Chapter· Feb 2025 — Present

Data Engineer
Zepto

Bangalore, India

At Zepto, the clock is the antagonist. Ten-minute delivery only works if every shelf, in every one of eleven hundred dark stores, knows the truth about itself in the same heartbeat. I came in to build that heartbeat — a planning source-of-truth and a real-time inventory spine that the entire merchandising and fulfilment org could lean on.

The streaming spine is a long, deliberate sentence: Debezium reads Postgres write-ahead logs the moment a SKU moves, Kafka carries the event, PyFlink keeps state in flight and reconciles it, ClickHouse fans it out for sub-second lookups. The thirty-minute batch we replaced wasn't slow because the cluster was small — it was slow because the architecture asked the wrong question. Now the question is asked continuously, and the answer is always less than a minute old.

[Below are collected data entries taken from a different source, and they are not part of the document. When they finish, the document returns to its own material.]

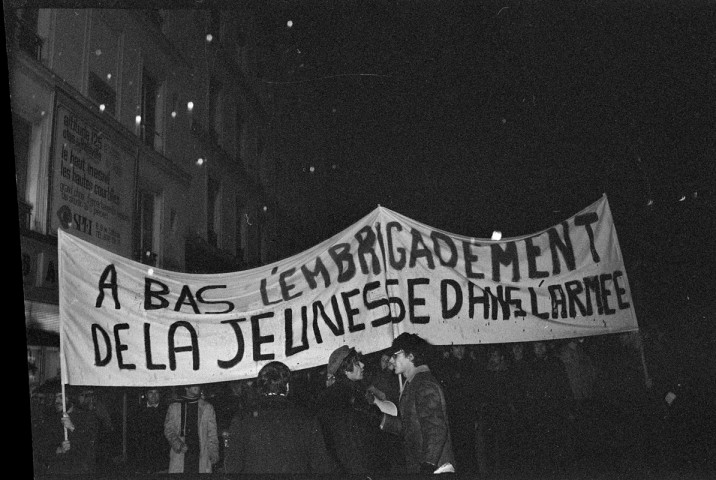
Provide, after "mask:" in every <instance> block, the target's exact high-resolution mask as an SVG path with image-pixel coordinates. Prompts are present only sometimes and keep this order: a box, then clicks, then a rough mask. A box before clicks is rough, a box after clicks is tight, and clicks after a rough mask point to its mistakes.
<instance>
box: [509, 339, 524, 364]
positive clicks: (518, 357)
mask: <svg viewBox="0 0 716 480" xmlns="http://www.w3.org/2000/svg"><path fill="white" fill-rule="evenodd" d="M510 351H511V352H512V360H513V361H515V362H519V361H521V360H522V359H523V358H524V357H525V346H524V345H523V344H522V343H513V344H512V346H511V347H510Z"/></svg>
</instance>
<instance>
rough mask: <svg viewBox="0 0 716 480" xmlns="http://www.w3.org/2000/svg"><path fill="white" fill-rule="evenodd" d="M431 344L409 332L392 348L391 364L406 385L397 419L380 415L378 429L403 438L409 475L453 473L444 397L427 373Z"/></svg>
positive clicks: (395, 370)
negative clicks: (446, 472)
mask: <svg viewBox="0 0 716 480" xmlns="http://www.w3.org/2000/svg"><path fill="white" fill-rule="evenodd" d="M429 347H430V344H428V342H426V341H425V340H423V339H422V338H420V337H419V336H418V335H415V334H412V333H402V334H400V335H399V336H398V337H397V338H396V339H395V340H394V341H393V345H392V347H391V352H392V355H391V359H390V361H391V363H393V365H394V370H395V373H396V374H397V375H403V377H404V378H405V384H404V385H403V390H402V392H401V394H400V406H399V409H398V411H399V416H398V417H393V416H390V415H383V419H382V422H381V424H380V428H381V429H382V430H384V431H386V432H389V433H393V434H395V435H399V436H400V437H402V439H403V450H404V453H405V461H406V469H407V471H408V473H443V472H454V471H455V466H454V465H455V458H454V456H453V449H452V440H451V438H450V425H449V422H448V415H447V410H446V404H445V395H444V394H443V390H442V388H441V387H440V383H439V382H438V380H437V379H436V378H435V376H434V375H433V374H432V373H431V372H430V368H429V367H428V365H427V358H426V357H427V355H428V353H429Z"/></svg>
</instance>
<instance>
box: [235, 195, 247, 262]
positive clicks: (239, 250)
mask: <svg viewBox="0 0 716 480" xmlns="http://www.w3.org/2000/svg"><path fill="white" fill-rule="evenodd" d="M245 218H246V209H245V208H244V205H243V204H242V203H241V201H240V200H239V199H238V198H237V199H236V259H237V260H238V261H239V264H241V265H243V264H244V262H245V261H246V259H245V258H244V238H245V237H246V234H245V229H246V220H245Z"/></svg>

The planning layer sits on PySpark, Delta Lake on S3, and Airflow, but the interesting work was less about frameworks and more about cost discipline. By rethinking partitioning, broadcast joins, and predicate pushdown on the Transfer Order pipeline, we picked up a 4.5× speedup, trimmed thirty to thirty-five percent off infra spend, and pulled mean-time-to-recovery from ninety minutes down to thirty.

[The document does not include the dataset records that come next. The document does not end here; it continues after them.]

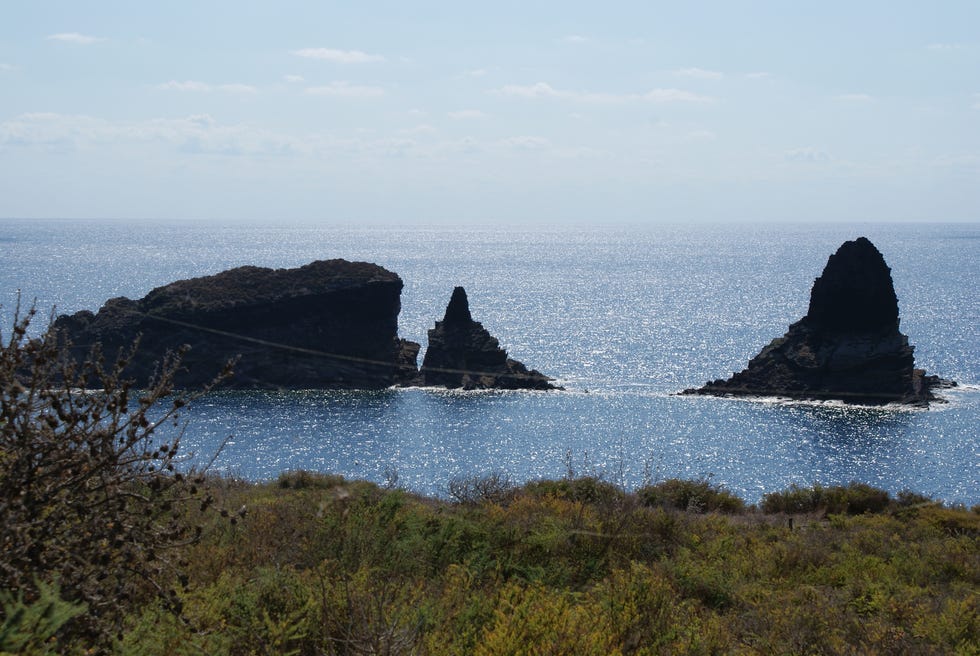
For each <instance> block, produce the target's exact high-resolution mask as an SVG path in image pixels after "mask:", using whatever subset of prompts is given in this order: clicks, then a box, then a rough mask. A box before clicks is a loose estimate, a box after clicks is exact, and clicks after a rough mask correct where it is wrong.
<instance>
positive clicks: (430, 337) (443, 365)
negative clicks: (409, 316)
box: [419, 287, 556, 390]
mask: <svg viewBox="0 0 980 656" xmlns="http://www.w3.org/2000/svg"><path fill="white" fill-rule="evenodd" d="M550 381H551V379H550V378H548V377H547V376H545V375H544V374H542V373H540V372H538V371H536V370H533V369H531V370H529V369H528V368H527V367H526V366H524V365H523V364H521V363H520V362H518V361H517V360H512V359H510V358H508V357H507V352H506V351H505V350H504V349H502V348H500V344H499V342H498V341H497V339H496V338H494V337H493V336H491V335H490V333H489V332H488V331H487V330H486V328H484V327H483V325H482V324H481V323H479V322H477V321H474V320H473V317H472V316H471V315H470V304H469V300H468V299H467V297H466V290H465V289H463V288H462V287H456V288H455V289H453V295H452V297H451V298H450V299H449V305H447V306H446V314H445V316H444V317H443V319H442V321H437V322H436V325H435V327H434V328H432V329H430V330H429V347H428V349H426V352H425V358H424V359H423V361H422V369H421V370H420V371H419V382H420V383H421V384H422V385H425V386H443V387H448V388H451V389H455V388H462V389H532V390H548V389H556V388H555V386H554V385H552V384H551V382H550Z"/></svg>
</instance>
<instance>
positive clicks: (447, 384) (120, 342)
mask: <svg viewBox="0 0 980 656" xmlns="http://www.w3.org/2000/svg"><path fill="white" fill-rule="evenodd" d="M402 288H403V282H402V280H401V278H400V277H399V276H398V275H397V274H395V273H393V272H391V271H388V270H387V269H384V268H383V267H380V266H378V265H376V264H371V263H367V262H348V261H346V260H326V261H316V262H312V263H310V264H307V265H305V266H302V267H298V268H294V269H267V268H260V267H252V266H246V267H239V268H236V269H231V270H229V271H224V272H222V273H218V274H215V275H212V276H204V277H200V278H193V279H190V280H180V281H177V282H173V283H170V284H168V285H164V286H162V287H159V288H157V289H154V290H152V291H151V292H150V293H149V294H147V295H146V296H145V297H143V298H142V299H140V300H138V301H134V300H130V299H127V298H114V299H110V300H109V301H107V302H106V303H105V305H104V306H103V307H102V309H100V310H99V312H98V313H97V314H93V313H92V312H88V311H82V312H78V313H76V314H73V315H70V316H61V317H59V318H58V319H57V320H56V321H55V323H54V325H53V328H54V330H55V331H57V332H58V334H59V335H60V336H61V338H62V339H64V340H65V343H66V344H69V345H70V353H71V354H72V356H73V357H74V358H76V359H77V360H81V359H83V358H85V357H86V356H87V355H88V353H89V351H90V349H91V348H92V347H93V346H94V345H99V347H100V348H101V351H102V353H103V354H104V355H105V357H107V358H110V359H111V358H115V357H116V356H117V354H119V353H127V350H128V349H130V347H131V345H132V344H133V343H134V341H135V340H137V339H138V340H139V348H138V349H136V350H135V352H133V353H132V354H131V356H130V357H129V363H128V368H127V370H126V374H127V375H129V376H131V377H133V378H134V379H135V380H136V381H137V383H140V384H141V383H144V382H146V381H148V380H149V379H150V378H151V377H152V376H153V374H154V372H155V370H156V366H157V363H158V362H159V361H160V360H161V359H162V358H163V357H164V356H165V354H166V353H167V352H169V351H174V350H176V349H179V348H182V347H183V346H185V345H186V346H188V347H189V350H188V351H187V353H186V355H185V357H184V368H183V369H182V370H181V371H180V372H179V374H178V376H177V379H176V382H177V384H178V385H181V386H187V387H192V386H201V385H204V384H206V383H208V382H209V381H210V379H211V377H212V376H213V375H215V374H216V373H217V372H219V371H221V370H222V368H223V367H224V365H225V363H226V362H227V361H229V360H232V359H234V360H236V365H235V373H234V375H233V377H232V378H231V379H230V380H229V381H228V382H227V383H226V385H227V386H229V387H233V388H239V389H366V390H371V389H384V388H388V387H393V386H408V385H419V386H426V387H445V388H450V389H465V390H476V389H508V390H517V389H528V390H552V389H561V388H559V387H556V386H555V385H554V384H553V383H552V379H551V378H549V377H548V376H546V375H544V374H542V373H541V372H539V371H537V370H534V369H530V368H528V367H527V366H525V365H524V364H523V363H521V362H519V361H517V360H514V359H512V358H510V357H509V356H508V354H507V352H506V351H505V350H504V349H503V348H501V347H500V344H499V342H498V340H497V339H496V338H495V337H493V336H492V335H491V334H490V333H489V331H487V330H486V328H484V327H483V325H482V324H481V323H479V322H477V321H475V320H474V319H473V317H472V315H471V313H470V308H469V299H468V297H467V295H466V291H465V290H464V289H463V288H462V287H456V288H455V289H454V290H453V294H452V297H451V298H450V301H449V303H448V305H447V307H446V312H445V315H444V317H443V318H442V320H441V321H436V322H435V325H434V327H433V328H431V329H430V330H429V331H428V348H427V349H426V352H425V357H424V359H423V362H422V365H421V367H419V366H418V364H417V360H418V354H419V352H420V350H421V345H420V344H417V343H415V342H412V341H409V340H406V339H402V338H401V337H399V336H398V315H399V312H400V310H401V291H402ZM899 323H900V320H899V313H898V299H897V298H896V295H895V290H894V285H893V284H892V278H891V270H890V269H889V268H888V266H887V264H886V263H885V260H884V257H883V256H882V255H881V253H880V252H879V251H878V249H877V248H875V246H874V245H873V244H872V243H871V242H870V241H868V240H867V239H866V238H864V237H861V238H858V239H856V240H854V241H848V242H845V243H844V244H843V245H842V246H841V247H840V248H839V249H838V250H837V252H836V253H834V254H833V255H831V256H830V258H829V259H828V261H827V265H826V267H825V268H824V271H823V273H822V274H821V275H820V276H819V277H818V278H817V279H816V280H815V281H814V284H813V288H812V290H811V294H810V304H809V308H808V311H807V314H806V316H804V317H803V318H802V319H800V320H799V321H797V322H796V323H794V324H792V325H791V326H790V327H789V329H788V330H787V332H786V333H785V335H783V336H782V337H778V338H776V339H774V340H772V342H770V343H769V344H768V345H767V346H766V347H765V348H763V349H762V350H761V351H760V352H759V354H758V355H756V356H755V357H754V358H752V359H751V360H750V361H749V363H748V366H747V367H746V368H745V369H744V370H743V371H741V372H738V373H734V374H733V375H732V377H731V378H729V379H727V380H725V379H719V380H714V381H708V382H707V383H706V384H705V385H704V386H702V387H700V388H691V389H686V390H684V391H683V392H681V394H698V395H713V396H769V397H783V398H790V399H805V400H840V401H843V402H845V403H852V404H861V405H885V404H889V403H898V404H904V405H920V406H924V405H928V404H929V403H930V402H932V401H936V400H940V399H938V397H936V395H935V393H934V392H935V390H937V389H940V388H942V387H946V386H951V385H954V384H955V383H952V382H951V381H945V380H943V379H941V378H939V377H937V376H930V375H926V373H925V372H924V371H923V370H921V369H916V368H915V361H914V357H913V352H914V348H913V347H912V346H911V345H910V344H909V341H908V337H906V336H905V335H904V334H903V333H902V332H901V331H900V330H899Z"/></svg>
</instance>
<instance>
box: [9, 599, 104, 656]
mask: <svg viewBox="0 0 980 656" xmlns="http://www.w3.org/2000/svg"><path fill="white" fill-rule="evenodd" d="M35 588H36V590H37V599H36V601H33V602H25V601H24V593H23V592H19V593H17V594H14V593H12V592H10V591H7V590H2V591H0V611H2V612H3V622H2V624H0V654H21V655H22V656H47V655H49V654H51V655H53V654H57V653H59V652H60V651H61V650H60V649H59V648H58V643H57V640H56V638H55V636H56V634H57V633H58V631H59V630H60V629H61V627H62V626H64V625H65V624H66V623H67V622H69V621H70V620H71V619H72V618H73V617H76V616H78V615H81V614H83V613H85V611H86V610H87V608H86V606H85V604H74V603H71V602H68V601H65V600H64V599H62V598H61V587H60V586H59V585H57V584H56V583H55V584H48V583H45V582H43V581H37V582H36V584H35Z"/></svg>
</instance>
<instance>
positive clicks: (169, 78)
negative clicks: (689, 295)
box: [0, 0, 980, 225]
mask: <svg viewBox="0 0 980 656" xmlns="http://www.w3.org/2000/svg"><path fill="white" fill-rule="evenodd" d="M0 9H2V11H0V217H7V218H14V217H16V218H44V217H59V218H119V219H190V220H202V221H203V220H223V221H233V220H247V221H257V222H265V223H269V224H274V223H279V222H318V223H330V224H360V223H366V224H383V225H415V224H418V225H429V224H439V225H443V224H457V225H497V224H499V225H503V224H514V225H533V224H542V225H545V224H547V225H562V224H585V225H589V224H596V225H605V224H618V223H629V224H637V223H640V224H656V223H658V222H670V223H678V222H681V223H684V222H736V221H762V222H783V221H786V222H789V221H792V222H799V221H806V222H812V221H837V222H840V221H889V222H892V221H903V222H904V221H909V222H912V221H914V222H945V221H980V27H978V26H980V2H977V1H976V0H962V1H956V0H950V1H944V0H935V1H933V2H925V1H915V2H908V1H903V0H898V1H883V0H863V1H854V0H851V1H847V2H839V1H836V0H825V1H823V2H811V1H807V0H798V1H793V2H786V1H782V0H780V1H776V0H773V1H761V0H760V1H751V0H728V1H717V2H706V1H697V0H694V1H691V2H680V1H679V0H678V1H676V2H659V1H655V0H648V1H646V2H615V1H608V2H604V3H596V2H575V1H566V2H534V1H533V0H525V1H523V2H510V1H508V0H498V1H495V2H488V3H455V2H430V1H419V2H413V1H410V0H401V1H396V2H371V1H368V0H365V1H361V2H331V1H326V0H324V1H314V0H308V1H305V2H301V1H297V0H277V1H275V2H272V1H265V2H259V1H255V0H234V1H228V0H194V1H193V2H187V1H186V0H171V1H170V2H166V3H158V2H153V3H151V2H132V1H131V0H120V1H108V0H106V1H99V0H90V1H86V2H79V1H78V0H3V4H2V7H0Z"/></svg>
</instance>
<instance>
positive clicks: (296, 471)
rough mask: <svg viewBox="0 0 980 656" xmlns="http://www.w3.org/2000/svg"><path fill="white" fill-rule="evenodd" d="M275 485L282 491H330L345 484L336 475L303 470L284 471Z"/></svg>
mask: <svg viewBox="0 0 980 656" xmlns="http://www.w3.org/2000/svg"><path fill="white" fill-rule="evenodd" d="M276 483H277V484H278V485H279V487H281V488H282V489H284V490H305V489H318V490H331V489H333V488H335V487H340V486H341V485H343V484H344V483H345V481H344V477H343V476H340V475H338V474H320V473H318V472H311V471H307V470H305V469H298V470H295V471H284V472H282V473H281V474H279V478H278V480H277V481H276Z"/></svg>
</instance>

The other half of the story is governance. Two hundred jobs, dozens of engineers, no appetite for snowflake clusters. I built an IaaC framework around GitHub Actions, Delta-table audit, and Databricks RBAC so that onboarding a new pipeline takes two hours instead of two days. The anomaly detector — a small Z-score service over Databricks telemetry, backed by Redis for sub-millisecond thresholds and MongoDB for alert history — pre-empts about half of what would otherwise become incidents.